After a long process of perfecting their candidate treatment, the group began human trials back in 2011. An initial group of six patients received a single surgical injection of the REP1 gene-carrying viral vector into the tissue under the retina; their fellow eye was left untreated as a control. In 2016, Dr MacLaren and his colleagues – who formed the biotech company Nightstar Therapeutics to advance the candidate’s development – announced that two of the six not only showed a cessation of disease progression but also demonstrated significant improvement in vision in the treated eye: they were able to read three or more additional lines on a standardized vision chart than they had been able to before the injection.

These sight gains were maintained for at least 3.5 years.

In the current study, Dr MacLaren’s collaborators at Oxford, the NHS, University College London, Imperial College London, and other institutes reported the outcomes of 14 total participants – including the initial six – who had been followed for at least two years after receiving the gene therapy injections.

Overall, the patients’ treated eyes showed remarkable improvements over their control eyes, even the two who experienced adverse reactions early on.

"The early results of vision improvement we saw have been sustained for as long as we have been following up these patients and in several, the gene therapy injection was over 5 years ago.
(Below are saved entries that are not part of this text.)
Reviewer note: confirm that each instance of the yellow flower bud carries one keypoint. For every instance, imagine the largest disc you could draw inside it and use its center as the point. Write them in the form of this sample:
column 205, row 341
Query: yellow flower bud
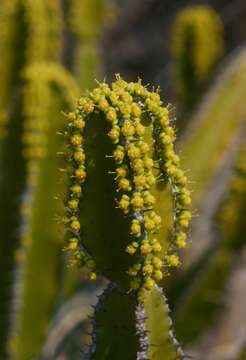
column 119, row 154
column 72, row 244
column 90, row 264
column 157, row 275
column 121, row 172
column 76, row 189
column 147, row 269
column 131, row 249
column 136, row 110
column 111, row 115
column 133, row 151
column 79, row 124
column 156, row 247
column 128, row 129
column 180, row 239
column 137, row 165
column 135, row 284
column 114, row 134
column 149, row 199
column 139, row 129
column 137, row 201
column 80, row 174
column 124, row 203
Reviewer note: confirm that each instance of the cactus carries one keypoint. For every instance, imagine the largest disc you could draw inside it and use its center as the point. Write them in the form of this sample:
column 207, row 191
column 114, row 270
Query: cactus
column 25, row 37
column 121, row 235
column 85, row 61
column 197, row 45
column 40, row 239
column 207, row 290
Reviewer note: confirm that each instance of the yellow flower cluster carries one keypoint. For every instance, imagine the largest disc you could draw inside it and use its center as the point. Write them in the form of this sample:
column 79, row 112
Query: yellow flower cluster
column 76, row 156
column 123, row 106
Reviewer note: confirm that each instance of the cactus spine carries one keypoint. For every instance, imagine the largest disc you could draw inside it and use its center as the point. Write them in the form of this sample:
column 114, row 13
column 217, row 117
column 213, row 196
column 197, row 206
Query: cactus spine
column 41, row 239
column 24, row 32
column 210, row 141
column 86, row 65
column 126, row 173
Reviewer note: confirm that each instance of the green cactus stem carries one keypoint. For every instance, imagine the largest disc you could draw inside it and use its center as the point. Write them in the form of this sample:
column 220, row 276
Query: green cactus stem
column 25, row 37
column 197, row 45
column 48, row 88
column 120, row 160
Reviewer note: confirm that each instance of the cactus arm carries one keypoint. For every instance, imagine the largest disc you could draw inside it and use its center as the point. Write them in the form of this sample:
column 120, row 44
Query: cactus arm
column 119, row 153
column 10, row 189
column 100, row 238
column 217, row 122
column 195, row 52
column 208, row 288
column 114, row 315
column 41, row 237
column 85, row 34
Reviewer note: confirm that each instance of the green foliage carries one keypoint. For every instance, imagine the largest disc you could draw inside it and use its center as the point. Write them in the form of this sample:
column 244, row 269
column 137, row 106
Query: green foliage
column 25, row 37
column 41, row 239
column 121, row 158
column 31, row 32
column 197, row 45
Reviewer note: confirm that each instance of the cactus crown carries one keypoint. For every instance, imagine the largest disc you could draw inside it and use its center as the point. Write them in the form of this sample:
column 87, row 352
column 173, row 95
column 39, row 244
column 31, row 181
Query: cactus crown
column 138, row 153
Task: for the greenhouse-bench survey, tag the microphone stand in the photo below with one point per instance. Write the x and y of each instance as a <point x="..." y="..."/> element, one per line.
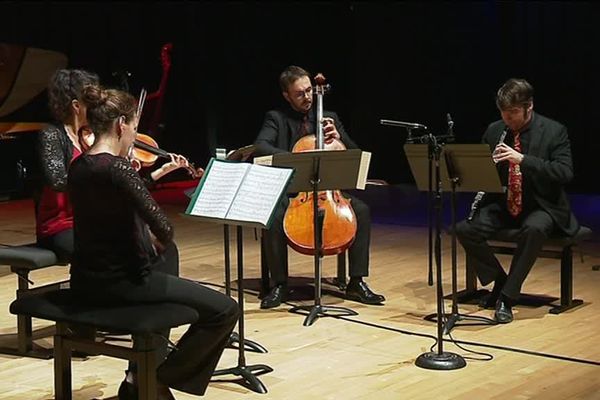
<point x="438" y="360"/>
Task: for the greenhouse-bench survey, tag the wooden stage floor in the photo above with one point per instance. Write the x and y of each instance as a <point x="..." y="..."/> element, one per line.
<point x="370" y="356"/>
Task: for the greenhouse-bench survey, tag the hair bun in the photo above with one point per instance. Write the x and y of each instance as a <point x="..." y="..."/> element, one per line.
<point x="94" y="96"/>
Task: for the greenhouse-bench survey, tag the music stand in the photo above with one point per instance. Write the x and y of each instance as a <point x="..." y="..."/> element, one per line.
<point x="250" y="345"/>
<point x="469" y="168"/>
<point x="466" y="168"/>
<point x="247" y="372"/>
<point x="228" y="194"/>
<point x="317" y="171"/>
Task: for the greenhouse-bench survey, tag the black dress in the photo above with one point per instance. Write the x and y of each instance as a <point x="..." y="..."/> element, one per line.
<point x="114" y="262"/>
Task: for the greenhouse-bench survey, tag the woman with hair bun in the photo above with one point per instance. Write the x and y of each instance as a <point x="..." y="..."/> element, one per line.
<point x="114" y="260"/>
<point x="58" y="144"/>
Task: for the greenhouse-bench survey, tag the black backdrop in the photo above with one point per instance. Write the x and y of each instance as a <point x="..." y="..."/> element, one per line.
<point x="412" y="61"/>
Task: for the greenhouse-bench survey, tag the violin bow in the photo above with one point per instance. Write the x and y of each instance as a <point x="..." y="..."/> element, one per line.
<point x="141" y="101"/>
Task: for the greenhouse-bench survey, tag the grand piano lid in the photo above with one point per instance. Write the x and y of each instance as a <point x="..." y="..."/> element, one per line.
<point x="24" y="73"/>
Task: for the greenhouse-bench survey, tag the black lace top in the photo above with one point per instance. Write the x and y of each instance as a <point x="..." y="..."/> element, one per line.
<point x="112" y="210"/>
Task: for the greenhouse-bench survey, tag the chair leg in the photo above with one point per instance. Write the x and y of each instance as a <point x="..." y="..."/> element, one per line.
<point x="566" y="283"/>
<point x="265" y="280"/>
<point x="341" y="278"/>
<point x="147" y="365"/>
<point x="470" y="292"/>
<point x="25" y="346"/>
<point x="62" y="364"/>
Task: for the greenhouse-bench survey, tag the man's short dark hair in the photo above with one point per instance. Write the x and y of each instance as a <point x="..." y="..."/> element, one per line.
<point x="290" y="75"/>
<point x="514" y="93"/>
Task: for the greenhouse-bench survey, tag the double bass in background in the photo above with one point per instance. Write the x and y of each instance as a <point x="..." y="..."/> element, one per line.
<point x="339" y="223"/>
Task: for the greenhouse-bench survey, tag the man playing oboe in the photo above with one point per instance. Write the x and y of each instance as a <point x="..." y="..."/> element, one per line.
<point x="533" y="157"/>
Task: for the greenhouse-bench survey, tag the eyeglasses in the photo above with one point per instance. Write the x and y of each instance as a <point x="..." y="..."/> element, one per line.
<point x="303" y="93"/>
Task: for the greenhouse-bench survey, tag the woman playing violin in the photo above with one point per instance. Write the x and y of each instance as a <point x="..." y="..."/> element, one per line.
<point x="280" y="131"/>
<point x="58" y="144"/>
<point x="113" y="260"/>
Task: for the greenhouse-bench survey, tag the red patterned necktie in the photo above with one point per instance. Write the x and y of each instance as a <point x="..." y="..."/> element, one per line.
<point x="515" y="179"/>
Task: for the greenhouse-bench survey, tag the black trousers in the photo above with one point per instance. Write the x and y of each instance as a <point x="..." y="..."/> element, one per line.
<point x="358" y="253"/>
<point x="60" y="243"/>
<point x="188" y="368"/>
<point x="535" y="226"/>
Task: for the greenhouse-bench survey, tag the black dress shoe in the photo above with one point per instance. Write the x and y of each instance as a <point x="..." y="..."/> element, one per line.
<point x="490" y="300"/>
<point x="503" y="312"/>
<point x="275" y="297"/>
<point x="127" y="391"/>
<point x="358" y="290"/>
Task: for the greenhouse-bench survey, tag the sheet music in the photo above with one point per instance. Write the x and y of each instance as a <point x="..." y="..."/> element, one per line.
<point x="259" y="194"/>
<point x="365" y="161"/>
<point x="219" y="189"/>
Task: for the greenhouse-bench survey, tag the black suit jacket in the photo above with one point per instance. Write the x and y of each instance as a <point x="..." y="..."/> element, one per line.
<point x="548" y="166"/>
<point x="281" y="130"/>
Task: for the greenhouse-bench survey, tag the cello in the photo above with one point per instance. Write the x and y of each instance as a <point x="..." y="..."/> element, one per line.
<point x="339" y="222"/>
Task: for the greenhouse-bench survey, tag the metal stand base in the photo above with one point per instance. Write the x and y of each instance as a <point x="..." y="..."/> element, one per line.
<point x="316" y="311"/>
<point x="443" y="361"/>
<point x="452" y="319"/>
<point x="249" y="345"/>
<point x="248" y="374"/>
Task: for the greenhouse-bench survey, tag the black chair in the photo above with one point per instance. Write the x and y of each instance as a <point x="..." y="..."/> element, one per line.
<point x="22" y="260"/>
<point x="140" y="321"/>
<point x="560" y="248"/>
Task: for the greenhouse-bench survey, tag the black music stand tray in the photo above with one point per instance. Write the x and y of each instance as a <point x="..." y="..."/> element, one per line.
<point x="464" y="168"/>
<point x="317" y="171"/>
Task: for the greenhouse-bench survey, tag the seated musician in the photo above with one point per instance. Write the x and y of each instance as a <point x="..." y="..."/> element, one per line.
<point x="280" y="131"/>
<point x="115" y="263"/>
<point x="534" y="162"/>
<point x="58" y="144"/>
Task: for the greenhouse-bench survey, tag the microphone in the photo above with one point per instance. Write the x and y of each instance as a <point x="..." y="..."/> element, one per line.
<point x="503" y="135"/>
<point x="450" y="125"/>
<point x="402" y="124"/>
<point x="326" y="88"/>
<point x="475" y="205"/>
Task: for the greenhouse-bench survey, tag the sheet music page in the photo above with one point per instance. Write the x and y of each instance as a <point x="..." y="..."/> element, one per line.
<point x="259" y="194"/>
<point x="222" y="182"/>
<point x="365" y="161"/>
The trial has made a big difference to their lives,” Dr MacLaren said in a statement.

The median visual gain was 4.5 letters on the chart, and six patients were able to read more than 5 additional letters, aka more than an entire line. Untreated eyes lost a median of 1.5 letters during follow-up.

“The results suggest that retinal gene therapy can sustain and improve visual acuity in a cohort of predominantly late-stage choroideremia patients in whom rapid visual acuity loss would ordinarily be predicted,” the authors concluded.

A phase three clinical trial – the last step before a drug can be approved by the FDA – is already underway. The first gene therapy to be approved for an inherited disease, Luxturna, treats a similar progressive retinal disease that is mediated by mutations in a gene called RPE65. It was given the green light for US distribution in December 2017.